Religious leaders, elected officials, and housing authority directors are trying to raise awareness of child homelessness and pressing legislators to support a bill designed to make Utah housing more affordable.

“The reason we focus on child homelessness is because that is a part of the story that people don’t always pay attention to,” said Bill Tibbitts with Crossroads Urban Center. He said the first year of life is the time when a person in the United States is most likely to become homeless. This is because families living paycheck to paycheck struggle to cover new bills when a child is born.

“It’s critical that we let our elected officials know how pressing this issue is,” said Weber Housing Authority Executive Director Andrea Beadles.

Beadles said Weber County has a growing number of homeless individuals. From 2014-2017, the county’s homeless population increased by 48%. Of those, 30% are households with families. Beadles said the Lantern House — the primary homeless shelter for Ogden City — is at capacity for their family rooms.

“They have families that are doubled and tripled up because there’s just no room. Obviously they will never turn a family away, but then they’re sleeping on the floor in the kitchen, which is just not ideal at all.”

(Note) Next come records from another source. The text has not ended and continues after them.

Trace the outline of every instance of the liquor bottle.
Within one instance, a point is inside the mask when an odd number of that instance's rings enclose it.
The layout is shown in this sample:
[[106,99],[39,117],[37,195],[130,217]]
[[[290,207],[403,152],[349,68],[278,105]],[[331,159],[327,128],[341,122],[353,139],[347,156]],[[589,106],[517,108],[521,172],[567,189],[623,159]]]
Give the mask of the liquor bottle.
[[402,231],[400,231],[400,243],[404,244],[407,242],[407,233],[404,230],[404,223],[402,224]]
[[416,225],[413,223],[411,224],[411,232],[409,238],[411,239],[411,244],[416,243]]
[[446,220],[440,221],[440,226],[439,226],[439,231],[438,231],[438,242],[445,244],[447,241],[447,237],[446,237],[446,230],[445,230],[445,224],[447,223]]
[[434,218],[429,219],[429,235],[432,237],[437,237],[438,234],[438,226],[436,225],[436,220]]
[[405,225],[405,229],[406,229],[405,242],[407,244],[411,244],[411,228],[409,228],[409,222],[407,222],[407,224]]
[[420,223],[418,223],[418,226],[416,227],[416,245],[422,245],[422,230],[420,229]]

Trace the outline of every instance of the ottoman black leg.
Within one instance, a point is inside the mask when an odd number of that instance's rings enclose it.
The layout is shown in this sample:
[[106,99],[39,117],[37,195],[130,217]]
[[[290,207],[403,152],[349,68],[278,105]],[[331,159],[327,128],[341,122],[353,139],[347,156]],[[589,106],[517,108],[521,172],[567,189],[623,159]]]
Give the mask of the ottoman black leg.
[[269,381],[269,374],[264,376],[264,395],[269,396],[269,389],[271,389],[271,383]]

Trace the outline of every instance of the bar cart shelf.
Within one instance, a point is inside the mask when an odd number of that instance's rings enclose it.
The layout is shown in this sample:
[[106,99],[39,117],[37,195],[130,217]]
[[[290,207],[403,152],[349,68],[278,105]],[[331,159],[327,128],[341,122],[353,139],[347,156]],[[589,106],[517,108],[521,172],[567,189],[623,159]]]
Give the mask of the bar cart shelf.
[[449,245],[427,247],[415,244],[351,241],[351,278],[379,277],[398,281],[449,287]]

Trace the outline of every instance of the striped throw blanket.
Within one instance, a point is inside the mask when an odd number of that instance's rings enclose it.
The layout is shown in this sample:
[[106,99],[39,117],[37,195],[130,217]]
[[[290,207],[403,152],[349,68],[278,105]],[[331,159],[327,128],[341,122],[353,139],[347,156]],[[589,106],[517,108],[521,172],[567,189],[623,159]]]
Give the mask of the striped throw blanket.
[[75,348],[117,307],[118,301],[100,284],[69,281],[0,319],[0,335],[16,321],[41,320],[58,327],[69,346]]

She said most of the state’s resources have been focused on helping homeless people in Salt Lake County, but programs in Weber County need resources, too. “Housing affordability is something that affects all of us. Housing affordability leads to stable homes for children.”

Beadles said the lack of affordable housing makes it hard to move homeless people out of the system. “Our shelters are at capacity but then there’s no affordable housing to move them into. It just creates strain on all of our systems.”

Like other housing advocates and public officials who raised their voices at the state Capitol this week, Beadles hopes the Legislature will support Sen. Jacob Anderegg’s bill that could potentially make housing more affordable for 5,000-7,000 families in Utah.

Anderegg is sponsoring SB39, which would make “two small policy adjustments and one big financial request.” One of the policy adjustments would expand the businesses eligible for low income tax credits.

The bill also asks the Legislature for $35 million, $15 million to be used to provide more financing to developers, which could help build around 2,100 units of affordable housing. The money would also be used to match $5 million for developers that build affordable housing or who build along a transit corridor.

“The two aspects of housing affordability that are killing low-income people are how much per month are they spending on their housing [and] how much money per month are they spending on transportation,” said Anderegg.

He wants the Legislature to designate $15 million every year for rental assistance. Anderegg said this money could help up to 3,000 families.

Anderegg said he knows it’s going to be hard to get the money this year. “The overarching issue we’re facing on all of our bills this year that have money requests... is that our general fund is a shrinking fund.”

Bill Tibbitts said this bill would help a lot of low income families. “The state estimates there are about 45,000 low-income families that can’t afford to pay the rent — this would be a huge step toward addressing that problem. It would the biggest step the state of Utah has ever taken.”